Cara Gross Up PPh 23
1. Tentukan penghasilan neto yang ingin diterima penerima. Ini adalah jumlah yang seharusnya diterima oleh penerima tanpa potongan pajak.
2. Hitung tarif PPh 23 yang berlaku. Tarif PPh 23 umumnya sebesar 2% untuk jasa, tetapi bisa berbeda tergantung jenis penghasilan yang diterima.
3. Hitung penghasilan bruto dengan rumus gross up:
Penghasilan Bruto = Penghasilan Neto : (1 − Tarif PPh 23).
4. Hitung PPh 23 yang ditanggung. Setelah mendapatkan penghasilan bruto, hitung PPh 23 dengan rumus: PPh 23 = Penghasilan Bruto × Tarif PPh 23.
Contoh Gross Up PPh 23
Misalkan sebuah perusahaan ingin membayar jasa sebesar Rp98.000.000 ke konsultan dan ingin agar jumlah tersebut diterima penuh oleh konsultan tanpa potongan PPh 23. Berikut langkah perhitungannya.
1. Penghasilan Neto yang Ingin Diterima Penerima: Rp98.000.000
2. Tarif PPh 23 untuk Jasa: 2% atau 0,02
3. Hitung penghasilan bruto dengan rumus gross up: Penghasilan Bruto = Rp98.000.000 : (1 − 0.02) = Rp100.000.000.

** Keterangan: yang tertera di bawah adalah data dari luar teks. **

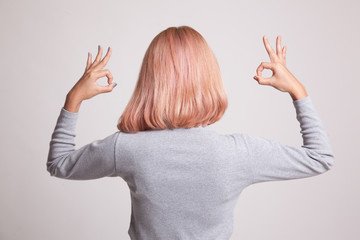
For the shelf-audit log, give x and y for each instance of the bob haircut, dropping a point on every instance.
(179, 85)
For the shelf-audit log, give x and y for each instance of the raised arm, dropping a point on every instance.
(96, 159)
(271, 160)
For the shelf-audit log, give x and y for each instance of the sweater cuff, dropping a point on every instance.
(303, 101)
(66, 114)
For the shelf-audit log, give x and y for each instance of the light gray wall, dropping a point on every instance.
(44, 47)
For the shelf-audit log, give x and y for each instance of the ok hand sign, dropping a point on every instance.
(87, 86)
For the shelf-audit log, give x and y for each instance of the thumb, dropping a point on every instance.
(108, 88)
(263, 81)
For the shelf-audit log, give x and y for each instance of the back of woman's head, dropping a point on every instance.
(179, 84)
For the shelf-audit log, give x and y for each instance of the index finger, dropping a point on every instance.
(268, 47)
(106, 58)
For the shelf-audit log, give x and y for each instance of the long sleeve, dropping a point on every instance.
(94, 160)
(270, 160)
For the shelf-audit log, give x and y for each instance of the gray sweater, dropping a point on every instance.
(185, 183)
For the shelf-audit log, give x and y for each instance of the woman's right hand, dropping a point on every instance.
(282, 79)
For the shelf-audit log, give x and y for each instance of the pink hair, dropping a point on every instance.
(179, 84)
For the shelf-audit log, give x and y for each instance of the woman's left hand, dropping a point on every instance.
(87, 86)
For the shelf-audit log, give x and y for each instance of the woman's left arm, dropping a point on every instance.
(93, 160)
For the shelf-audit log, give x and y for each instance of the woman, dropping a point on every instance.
(184, 177)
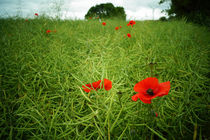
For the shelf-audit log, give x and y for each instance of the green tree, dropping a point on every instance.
(107, 10)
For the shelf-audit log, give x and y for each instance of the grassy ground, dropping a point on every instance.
(41, 78)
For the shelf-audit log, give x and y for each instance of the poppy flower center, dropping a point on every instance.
(150, 91)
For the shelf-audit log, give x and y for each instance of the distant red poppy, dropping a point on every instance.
(104, 23)
(150, 88)
(129, 35)
(132, 22)
(156, 115)
(48, 31)
(107, 84)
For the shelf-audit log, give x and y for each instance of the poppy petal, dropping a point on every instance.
(135, 97)
(145, 101)
(96, 85)
(87, 89)
(147, 96)
(164, 88)
(107, 84)
(138, 95)
(145, 84)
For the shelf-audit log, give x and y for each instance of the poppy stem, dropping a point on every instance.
(119, 97)
(151, 68)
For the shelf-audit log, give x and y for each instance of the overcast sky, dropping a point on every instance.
(76, 9)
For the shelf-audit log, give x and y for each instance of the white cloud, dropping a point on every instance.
(76, 9)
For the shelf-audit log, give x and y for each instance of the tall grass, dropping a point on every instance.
(41, 78)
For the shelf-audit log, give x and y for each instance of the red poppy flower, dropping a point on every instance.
(156, 115)
(104, 23)
(107, 84)
(48, 31)
(150, 88)
(132, 22)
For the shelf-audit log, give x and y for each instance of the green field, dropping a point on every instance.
(41, 78)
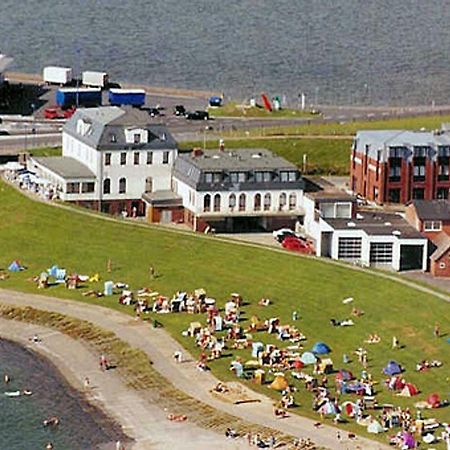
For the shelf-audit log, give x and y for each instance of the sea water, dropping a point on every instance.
(82, 426)
(338, 52)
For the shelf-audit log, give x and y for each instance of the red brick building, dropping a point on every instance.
(395, 166)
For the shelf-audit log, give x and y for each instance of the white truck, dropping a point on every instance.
(57, 75)
(94, 79)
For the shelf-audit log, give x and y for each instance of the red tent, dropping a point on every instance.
(434, 400)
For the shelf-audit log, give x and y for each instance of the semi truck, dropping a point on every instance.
(57, 75)
(74, 97)
(133, 97)
(94, 79)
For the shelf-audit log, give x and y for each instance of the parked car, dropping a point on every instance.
(58, 113)
(197, 115)
(179, 110)
(153, 112)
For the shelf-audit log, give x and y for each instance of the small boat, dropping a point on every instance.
(12, 394)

4. Hitung PPh 23 yang ditanggung: PPh 23 = Rp100.000.000 × 2% = Rp2.000.000.
Jadi, perusahaan akan membayar total Rp100.000.000 dengan rincian Rp98.000.000 diterima oleh konsultan, dan Rp2.000.000 adalah pajak yang ditanggung perusahaan.
PT ANC melakukan pembayaran jasa akuntansi di KAP AAI, atas invoice yng dikirimkan KAP AAI, dimana keduanya merupakan PKP. Sementara itu nilai transaksinya adalah Rp. 9.000.000 di tanggal 1 Juni 2024. Namun KAP AAI tidak ingin penghasilannya kena pajak PPh 23.
Dari sini nantinya PT ANC akan gross up terkait nilai sewanya menjadi Rp. 96.938.776. berikut ini rinciannya:
Keterangan |
Debit |
Kredit |
Jasa akuntansi (nilai transaksi) |
95.000.000 |
– |
Jasa akuntansi (nilai transaksi di Gross Up) GU = Penghasilan bersih x 100 : (100 – Tarif % PPh 23) (10.000.000,00 *100%)/(100%-2%) |
96.938.776 |
– |
Beban PPN Masukan (11% x Rp96.938.776) |
10.663.265 |
- |
Utang PPh 23 (2% x Rp96.938.776) |
– |
1.938.775,51 |
Kas |
– |
105.663.265,31 |
|
|
|
Persaman Akuntansi |
107.602.040,82 |
107.602.040,82 |
Sehingga total pengeluaran kasnya akan menjadi Rp. 105.663.265,31
Dari sini gross up tersebut memungkinkan terjadinya pembebanan fiskas di biaya jasa akuntansi, yang nantinya disetor ke kas negara. Sehingga pembukuan akuntansi akan tetap seimbang.